Overview
Position: Data Architect - Mainframe Migration & Modernization
Location: London, UK (Hybrid-2/3 days a week)
6 months contract position
Responsibilities
- Design and implement Change Data Capture (CDC) pipelines using IBM CDC tools or equivalents, including subscription management, bookmarks, and replay strategies.
- Handle complex data encoding transformations, such as EBCDIC to UTF-8 and packed decimal conversions, with validation test suites.
- Utilize migration tooling for schema conversion and downstream analytics (Glue, Athena, Redshift), with infrastructure-as-code (Terraform) and CI/CD (GitLab).
- Plan and execute cutovers with dual-run validation, reconciliation, rollback strategies, and data governance controls (masking, encryption, IAM).
- Develop observability dashboards for lag, throughput, error rates, and cost using CloudWatch/Grafana, with operational runbooks and alerting.
- Ensure data quality through pre-migration validation tests and reconciliation against golden sources.
- Apply domain-driven design principles to model bounded contexts and aggregate roots.
- Architect event-driven systems using CDC as event streams, with replay and orchestration patterns.
- Translate Db2 schemas to target pipelines (Aurora Postgres preferred), including logical and physical data modelling, referential integrity, and denormalization decisions.
- Build integration pipelines from Db2 to target pipelines (Aurora Postgres preferred) via Kafka/S3, ensuring idempotency, ordering, and reliable delivery semantics.
Your Profile
Essential skills/knowledge/experience:
- Change Data Capture: CDC design and operations (IBM, Precisely, or equivalent); subscription management, bookmarks, replay, backfill.

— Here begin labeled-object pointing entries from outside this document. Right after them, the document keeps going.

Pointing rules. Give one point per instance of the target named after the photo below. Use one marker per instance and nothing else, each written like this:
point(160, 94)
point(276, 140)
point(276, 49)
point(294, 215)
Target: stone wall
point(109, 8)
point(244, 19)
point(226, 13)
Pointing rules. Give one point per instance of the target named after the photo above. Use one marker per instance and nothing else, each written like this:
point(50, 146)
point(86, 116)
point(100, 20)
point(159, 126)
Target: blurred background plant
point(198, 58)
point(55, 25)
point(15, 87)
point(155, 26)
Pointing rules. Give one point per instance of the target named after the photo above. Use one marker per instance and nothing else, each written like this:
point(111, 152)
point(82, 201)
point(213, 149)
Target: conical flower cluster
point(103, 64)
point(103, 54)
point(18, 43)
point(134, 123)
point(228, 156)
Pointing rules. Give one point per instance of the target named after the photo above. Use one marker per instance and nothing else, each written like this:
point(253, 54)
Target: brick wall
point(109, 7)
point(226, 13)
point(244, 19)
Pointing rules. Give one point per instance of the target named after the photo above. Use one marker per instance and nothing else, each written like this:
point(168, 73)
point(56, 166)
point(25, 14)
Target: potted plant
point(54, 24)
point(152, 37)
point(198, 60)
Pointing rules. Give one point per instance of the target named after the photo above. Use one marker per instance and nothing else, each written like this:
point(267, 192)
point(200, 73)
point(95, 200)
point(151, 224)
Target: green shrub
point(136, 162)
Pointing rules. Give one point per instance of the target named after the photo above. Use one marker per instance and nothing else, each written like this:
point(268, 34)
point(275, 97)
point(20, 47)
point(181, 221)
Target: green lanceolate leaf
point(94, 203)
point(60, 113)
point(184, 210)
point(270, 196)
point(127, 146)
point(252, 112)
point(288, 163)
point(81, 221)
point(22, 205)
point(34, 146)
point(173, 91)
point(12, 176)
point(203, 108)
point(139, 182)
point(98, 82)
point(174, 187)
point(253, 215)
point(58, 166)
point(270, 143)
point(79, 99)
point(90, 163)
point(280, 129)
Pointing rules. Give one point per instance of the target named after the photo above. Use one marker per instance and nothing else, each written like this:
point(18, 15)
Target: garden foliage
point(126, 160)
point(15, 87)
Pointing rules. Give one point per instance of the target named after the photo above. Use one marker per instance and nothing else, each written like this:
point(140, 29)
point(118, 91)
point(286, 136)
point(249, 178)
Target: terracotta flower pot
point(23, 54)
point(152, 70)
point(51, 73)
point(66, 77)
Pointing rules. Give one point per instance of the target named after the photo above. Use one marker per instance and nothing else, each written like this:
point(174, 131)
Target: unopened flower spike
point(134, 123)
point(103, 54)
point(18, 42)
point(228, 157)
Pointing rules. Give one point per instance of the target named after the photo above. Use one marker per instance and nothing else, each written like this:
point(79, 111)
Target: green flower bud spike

- Db2 & z/OS knowledge: Db2 catalog, z/OS fundamentals, batch windows, performance considerations.
- Relational modelling: Data modelling; normalization, indexing, partitioning; OLTP vs. analytics trade-offs.
- Integration patterns: Kafka/ hands-on, CDC-to-target pipelines, UPSERT/MERGE logic; Python/SQL; strong troubleshooting.
- Data quality mindset: Write validation tests before migration; golden-source reconciliation.
- Logical data modelling: Entity-relationship diagrams, normalization (1NF through Boyce-Codd/BCNF), denormalization trade-offs; identify functional dependencies and anomalies.
- Physical data modelling: Table design, partitioning strategies, indexes; SCD types; dimensional vs. transactional schemas; storage patterns for OLTP vs. analytics.
- Normalization & design: Normalize to 3NF/BCNF for transactional systems; understand when to denormalize for queries; trade-offs between 3NF, Data Vault, and star schemas.
- Domain-Driven Design: Bounded contexts and subdomains; aggregates and aggregate roots; entities vs. value objects; repository patterns; ubiquitous language.
- Event-driven architecture: Domain events and contracts; CDC as event streams; idempotency and replay patterns; mapping Db2 transactions to event-driven architectures; saga orchestration.
- CQRS patterns: Command/query separation; event sourcing and state reconstruction; eventual consistency, when CQRS is justified for mainframe migration vs. overkill.
- Database internals: Index structures (B-tree, bitmap, etc.), query planning, partitioning strategies; how Db2 vs. PostgreSQL differ in storage and execution.
- Data quality & validation: Designing test suites for schema conformance; referential integrity checks; sampling and reconciliation strategies.
Desirable skills/knowledge/experience
- IBM zDIH patterns, zIIP tuning.
- COBOL copybook/VSAM ingestion experience.
- PostgreSQL/Aurora data modelling